For Barb and John Porter, it's more than fantasy — come October, the Burnaby couple will be in their new home in Ecuador, South America, fulfilling their retirement dreams after many years of planning.

The pair have spent the last several weeks holding one garage sale after another to rid themselves of the vast majority of their worldly possessions — everything from couches, to dining room suites, bedding and kitchen wares, art, and yard tools. Their two cars haven't sold yet, but they expect them to soon.

"We are not taking much at all. Shipping is outrageously expensive and there is pretty well everything available at the other end," says John. "Furniture, for example, is often of fantastic quality and available at very good prices."

In all, says Barb, they'll be taking along just what fits in two suitcases apiece — later, a few boxes will be shipped down with "extremely precious" personal items.

Getting rid of it all piece by piece is both difficult and enjoyable, the pair say.

John says there's a certain feeling of freedom in getting rid of all the "stuff", but Barb notes that there can be an emotional attachment to things you've had a long time.

"For some things there is a stronger emotional attachment that needs to be severed first, and once you detach, it's easy."

But, with time ticking down and lots still to do, both agree that it's just plain stressful at the moment.

"With each sale we have, lots has sold, but there is still more," says Barb.

The pair are planning to have a special party this weekend with friends and family to say goodbye, though they do plan to return regularly to visit.

"We also hope that (they) will come visit us and discover a taste of Ecuador," says John.

The pair left Sept. 24 for a week in Mazatlan, before arriving in Cuenca.

Their method for choosing their new home was methodical and organized – but in the end, it came down to a gut feeling.

"Why Cuenca? Because we fell in love with it, just over a year ago when we visited. We chose the location via our heart and our eyes and other senses," says John.

He explains they had five criteria for picking their retirement home: cost of living, weather, availability of quality health care, safety and friendliness.

"Cuenca excels in all of them, but we explored to quite a few places directly after doing lots of research online, too," says John.

Barb says that many places sounded great after research, but visiting in person helped narrow the search.

They plan to rent first, and spend some time there to ensure it's the right fit for them. But both are confident that they've found their new home-away-from-home.

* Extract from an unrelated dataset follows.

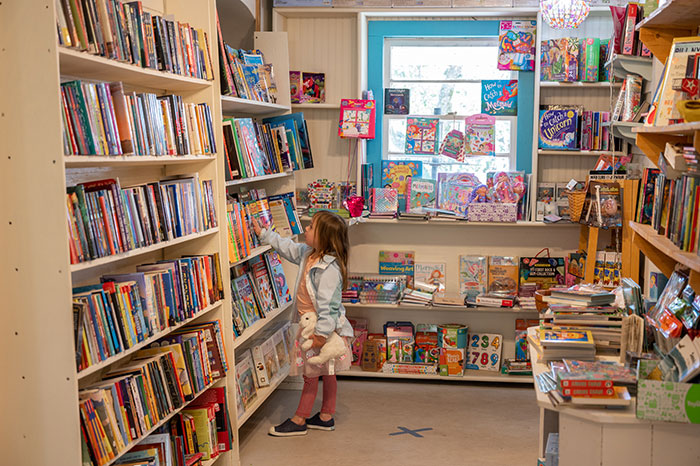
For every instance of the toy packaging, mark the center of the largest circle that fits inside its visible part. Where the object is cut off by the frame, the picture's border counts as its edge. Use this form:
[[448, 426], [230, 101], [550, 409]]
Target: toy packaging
[[480, 134], [452, 336], [357, 118], [516, 47], [452, 361], [295, 86], [397, 101], [499, 97], [558, 129], [399, 341], [421, 135], [473, 276], [503, 276]]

Cuenca, the capital city of the Azuay province, is in southern Ecuador, and has a population of over 600,000. The country was home to the ancient Incan Empire, and was later conquered by Spain, before gaining independence in the late 1800s.

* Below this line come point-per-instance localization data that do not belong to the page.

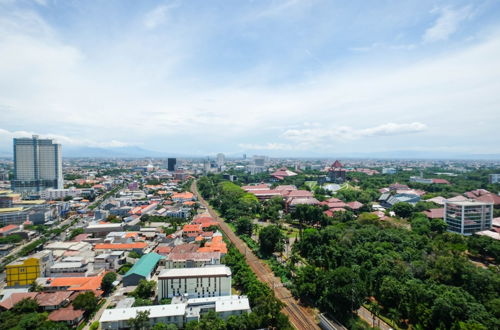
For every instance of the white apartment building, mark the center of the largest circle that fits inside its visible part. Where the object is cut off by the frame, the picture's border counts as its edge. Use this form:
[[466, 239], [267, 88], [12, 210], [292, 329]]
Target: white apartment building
[[494, 178], [51, 193], [210, 281], [37, 165], [192, 259], [179, 312], [468, 217]]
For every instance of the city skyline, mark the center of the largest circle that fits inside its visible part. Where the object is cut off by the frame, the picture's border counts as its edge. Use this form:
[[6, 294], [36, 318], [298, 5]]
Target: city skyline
[[295, 78]]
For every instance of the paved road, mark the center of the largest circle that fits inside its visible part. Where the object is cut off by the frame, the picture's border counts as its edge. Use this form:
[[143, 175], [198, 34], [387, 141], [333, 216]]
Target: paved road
[[371, 319], [300, 317]]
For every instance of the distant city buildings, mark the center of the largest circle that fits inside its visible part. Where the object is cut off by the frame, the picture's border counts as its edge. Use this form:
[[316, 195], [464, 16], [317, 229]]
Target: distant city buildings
[[389, 170], [468, 216], [221, 160], [494, 178], [37, 165], [172, 164]]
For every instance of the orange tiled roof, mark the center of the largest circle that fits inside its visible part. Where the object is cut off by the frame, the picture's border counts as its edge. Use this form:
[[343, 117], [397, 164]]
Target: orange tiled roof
[[189, 228], [184, 195], [78, 283], [7, 228], [121, 246]]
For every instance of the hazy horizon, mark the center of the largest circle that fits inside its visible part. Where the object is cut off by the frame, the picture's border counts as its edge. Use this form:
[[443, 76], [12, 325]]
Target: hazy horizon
[[278, 78]]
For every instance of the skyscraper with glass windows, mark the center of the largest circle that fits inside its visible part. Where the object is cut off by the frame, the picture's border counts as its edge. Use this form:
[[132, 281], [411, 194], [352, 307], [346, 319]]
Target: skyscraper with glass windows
[[37, 165], [468, 217]]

The climate varies by area, but one thing is a near-constant: thanks to its location near the equator, there is little variation in sunset and sunrise through the year. In other words, no more dark winter mornings; sunrise happens at about 6 a.m., every day, while sunset takes place about 12 hours later, at 6 p.m., give or take a few minutes.

After 20 years living in Burnaby – with John working as a salesman and Barb as an elementary school teacher – they're in for a big change.

But they're excited for it. Planning the move has occupied the majority of their retirement so far leaving time to "kick back and sunbathe yet" says Barb.

The pair say that what they will miss most is the people, friends and relatives, and particularly their grown children, but hope that technology will help alleviate that.

"We live in a day when tools like Skype, email, texting and so on make communicating relatively easy and inexpensive, even from a great distance," says John.

"What we are most excited about is that, instead of sitting in rocking chairs and whittling wood, we will be embracing a new language and discovering a fascinating new culture, which is so different from ours here, and new volunteer opportunities."

They are hoping to set up a blog for family and friends to follow their adventure, and have promised to send updates of their adventures.